## Question 313:

1

You'd want to use Bayes' Theorem here. We have some conditional probabilities and need to work backwards.  We know a customer failed to learn the skill, so we want the conditional probability of A given failure, or written formally, P(A| F). Part of the Baysian theorem states that the conditional probability of A given F = the probability A * probability of F divided by the probability of F.

So first lets find the probability the customer failed.
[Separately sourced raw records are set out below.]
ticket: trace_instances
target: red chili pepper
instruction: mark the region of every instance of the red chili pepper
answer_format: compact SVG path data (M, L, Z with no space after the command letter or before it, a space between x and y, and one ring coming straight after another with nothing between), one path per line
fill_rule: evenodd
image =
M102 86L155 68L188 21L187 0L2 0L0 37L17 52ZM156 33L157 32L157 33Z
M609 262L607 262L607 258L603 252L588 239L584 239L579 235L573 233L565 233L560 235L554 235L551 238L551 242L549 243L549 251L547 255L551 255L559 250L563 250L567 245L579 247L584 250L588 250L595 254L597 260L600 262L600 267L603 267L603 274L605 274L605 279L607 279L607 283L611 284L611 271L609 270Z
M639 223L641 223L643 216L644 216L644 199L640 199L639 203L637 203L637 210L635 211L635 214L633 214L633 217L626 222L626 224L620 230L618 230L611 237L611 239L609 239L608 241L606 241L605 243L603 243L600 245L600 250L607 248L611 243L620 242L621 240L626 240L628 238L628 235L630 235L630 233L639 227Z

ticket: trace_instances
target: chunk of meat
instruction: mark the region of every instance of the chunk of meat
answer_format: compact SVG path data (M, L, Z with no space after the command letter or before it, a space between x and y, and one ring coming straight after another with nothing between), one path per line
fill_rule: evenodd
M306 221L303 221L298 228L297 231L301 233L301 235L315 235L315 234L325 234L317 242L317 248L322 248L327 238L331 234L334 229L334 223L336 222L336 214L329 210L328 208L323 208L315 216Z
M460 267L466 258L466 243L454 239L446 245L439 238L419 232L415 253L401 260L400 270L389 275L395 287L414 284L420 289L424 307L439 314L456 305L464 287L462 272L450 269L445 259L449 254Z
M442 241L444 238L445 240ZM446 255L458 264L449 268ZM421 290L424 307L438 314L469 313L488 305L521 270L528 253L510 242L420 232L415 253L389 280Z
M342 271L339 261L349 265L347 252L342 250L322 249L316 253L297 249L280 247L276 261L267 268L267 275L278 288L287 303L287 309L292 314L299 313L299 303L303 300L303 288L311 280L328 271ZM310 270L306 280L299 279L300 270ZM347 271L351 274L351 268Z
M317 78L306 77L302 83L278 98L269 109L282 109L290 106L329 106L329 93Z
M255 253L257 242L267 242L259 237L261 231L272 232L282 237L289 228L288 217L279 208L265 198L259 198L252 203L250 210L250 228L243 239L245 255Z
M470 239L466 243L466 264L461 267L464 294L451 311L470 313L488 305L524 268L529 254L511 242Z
We'd use the addition rule and add up all the ways to fail times the probability of each failure for methods A, B & C.

.2(.40) + .1(.10)  +.3(.50)  = .24  probability of failure.

Notice that the probability of A being selected wasn't stated, since there are only 1 of 3 ways, A has to be 1- the probability of B and C, 1-(.1+.5) = .4.

Now that we have the denominator, we find the numerator as the probability of A = P(A) = .4 times the probability of failure for A which is .2*.40 = .08.

The equation is  .08 / .24 = .333 or the probability the failed customer took method A was about 33.3%.

We can just plug in the probability of failure for B and C as well: .01/.24 and .15/.24 = .042 and .625 repectively. So given that we've observed a failured, the chanes are the customer learned method A as 33.3%, B as 4.2% and C as 62.5%. As a final check, all probabilities add up to one (.333+.042+.625) =1.